Nunca lo olvidaría, pensó Alin con amargura, acostada en la semipenumbra de la cueva y escuchando la débil respiración de Mar.

Volvió una vez más a la escena de la tarde con su madre.

—Puedes quedarte con el niño —había dicho Lana—. Quédate con el niño y echa al hombre. —Y durante todo ese tiempo había sabido que Mar probablemente estaba muerto.

Cosas de su madre.

¿Y su otra madre? ¿Y la Diosa?

La Madre Tierra, pensó. ¿Cuál es su voluntad?

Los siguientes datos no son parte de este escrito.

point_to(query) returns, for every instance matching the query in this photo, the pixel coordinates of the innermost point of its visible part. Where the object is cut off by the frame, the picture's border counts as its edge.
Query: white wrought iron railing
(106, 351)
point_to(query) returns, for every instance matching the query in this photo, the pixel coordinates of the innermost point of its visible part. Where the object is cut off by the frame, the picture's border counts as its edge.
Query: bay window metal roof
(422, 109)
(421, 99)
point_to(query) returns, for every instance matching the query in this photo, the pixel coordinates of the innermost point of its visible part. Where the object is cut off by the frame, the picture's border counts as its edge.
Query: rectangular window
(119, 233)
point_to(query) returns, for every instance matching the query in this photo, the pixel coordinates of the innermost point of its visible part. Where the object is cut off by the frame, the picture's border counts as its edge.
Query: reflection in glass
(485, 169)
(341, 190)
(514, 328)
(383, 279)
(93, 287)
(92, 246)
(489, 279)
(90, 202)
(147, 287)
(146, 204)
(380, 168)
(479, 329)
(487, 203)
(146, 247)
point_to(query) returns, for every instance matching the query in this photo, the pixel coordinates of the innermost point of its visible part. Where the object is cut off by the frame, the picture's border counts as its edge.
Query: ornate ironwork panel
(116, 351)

Todas las cosas de la tierra formaban parte de la Madre. Nacían de su cuerpo y, al morir, volvían a él otra vez. Esto era así con respecto a Mar y con respecto a todas las cosas vivientes, y no había escapatoria posible.

Déjale vivir, pensó Alin. Madre, déjale vivir.

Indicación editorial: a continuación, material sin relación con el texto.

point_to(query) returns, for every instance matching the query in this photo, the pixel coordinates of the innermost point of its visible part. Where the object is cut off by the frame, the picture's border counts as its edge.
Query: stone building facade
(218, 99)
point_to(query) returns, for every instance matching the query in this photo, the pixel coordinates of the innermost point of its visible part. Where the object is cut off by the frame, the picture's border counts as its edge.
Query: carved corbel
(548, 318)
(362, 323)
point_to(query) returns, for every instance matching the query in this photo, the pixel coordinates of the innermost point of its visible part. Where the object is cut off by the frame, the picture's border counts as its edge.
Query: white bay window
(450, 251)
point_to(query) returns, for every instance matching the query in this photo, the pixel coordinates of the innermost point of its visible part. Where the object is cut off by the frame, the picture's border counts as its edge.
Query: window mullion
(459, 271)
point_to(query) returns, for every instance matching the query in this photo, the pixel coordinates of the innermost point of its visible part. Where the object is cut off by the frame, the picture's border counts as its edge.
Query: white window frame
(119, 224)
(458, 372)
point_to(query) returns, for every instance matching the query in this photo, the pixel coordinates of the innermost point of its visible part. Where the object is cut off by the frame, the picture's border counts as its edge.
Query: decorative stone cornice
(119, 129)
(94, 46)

Era una Diosa grande y terrible, llena de amor y llena de dolor. Siempre te he servido, pensó ahora Alin, con la nariz hundida en el brazo desnudo de Mar. Y te serviré mejor si Mar vive.

En la cueva sólo se oía el suave ronquido de uno de los hombres. Todo lo demás era silencio.

Madre Tierra, oró Alin, y sus silenciosas palabras salieron angustiadas al aire frío de la noche hacia la Diosa que había formado su ser. Madre, éste es mi hombre. Él es quien rige las cosas de los hombres y yo soy quien rige las cosas de las mujeres. Ninguno es más que el otro; ambos somos necesarios a la vida del mundo. Sálvale por mí, Madre. Si tú quieres que pueda hacer tu labor, sálvalo por mí.

Mar se movió ligeramente, murmuró algo incomprensible y luego volvió a caer en un sueño profundo.

Si las heridas de Mar significaban un castigo de la Madre Tierra, moriría y la mejor parte de ella moriría con él. Pero si él vivía, entonces iría con él a la Tribu del Caballo y allí enseñaría e instruiría a las mujeres para que cuando se casaran con hombres de otras tribus, el respeto debido a la Diosa naciera allí también.

Madre, pensó Alin con un suspiro casi de tranquilidad, está en tus manos.